Thursday, February 06, 2014

Memories of Travel

The four of us- my brother and his wife, Andy and I- have been traveling together for many years. Here we are in a garden in New Zealand just about to enjoy an extraordinary lunch. Everything about that trip was perfect.

This evening here in Florida we are again together for a wonderful homely meal of soup and salads from the garden and amazing conversation. Brother Brooks and Carolyn are here for two weeks. They live on the other side of the country and for many years, long before any of us retired, we have gotten together twice a year.  One of those annual visits with each other have been to go to some fantastic place.

We are getting older and the prospect of spending long hours folded up on airplanes is less appealing. Our trip this year was one to explore the end of the Lewis and Clark expedition in Oregon. We flew there, and now Brooks and Carolyn have come east to enjoy some Florida sunshine and the magic of life in the Green Swamp. We take interesting day trips and come home evenings.

It was always my pleasure to plan the trips, arranging for a rental house and car, researching everything to do and see. Italy! (multiple times and places), France, New Zealand, Alaska..

Tonight we sit around the table, the candles burning low and our bellies full and we recall some of those details (and what we ate) on those amazing trips.
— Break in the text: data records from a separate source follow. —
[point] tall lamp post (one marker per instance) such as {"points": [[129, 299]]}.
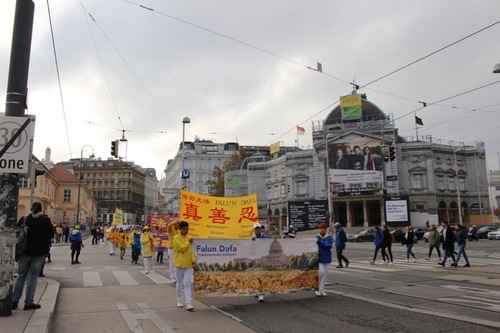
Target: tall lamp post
{"points": [[329, 193], [184, 173], [458, 187], [80, 182]]}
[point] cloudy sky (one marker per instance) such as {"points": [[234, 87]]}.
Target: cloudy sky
{"points": [[239, 70]]}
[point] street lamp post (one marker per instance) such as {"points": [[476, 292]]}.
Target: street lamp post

All we need to do is utter some word, and we are off on the flood of wonderful memories. "Flat white" - and we are recalling how on our New Zealand trip we stopped every morning to buy coffee with hot milk. And remember the blue penguins that arrived every night flopping through the surf to scurry back to their nests?

During those years I also made annual trips with my dearest friend, Marie, never on any planned tours, to exotic places in central and south America. Those were the rugged and just dangerous enough treks to the Amazon, the Galapagos, remote places in Costa Rica and Panama, Peru and Brazil. We would look at each other upon arrival wherever it was and say, "We're here!" In many ways my trips with Marie were the most challenging, and also the most truly carefree. We had no family to please or look out for - it was just purely us. If we chose to walk out by ourselves into the rain forest with a man dressed only in a loin cloth and packing a bow and quiver of spears, we did it because we had the chance to see a harpy eagle. And in what other circumstances would one happily eat guinea pigs?

Our heads are stuffed with these memories, so much more valuable than things. My good friends here are off on a trip to India on Monday. I envy them this and I will be first in line when they get back to hear all the details and view the photos. They are going on a group tour, possibly the best way to go.
Travel is the best for one's mind.  I hope to be remembering all the places I've been and all the people and ideas I've met until I'm past ninety-five!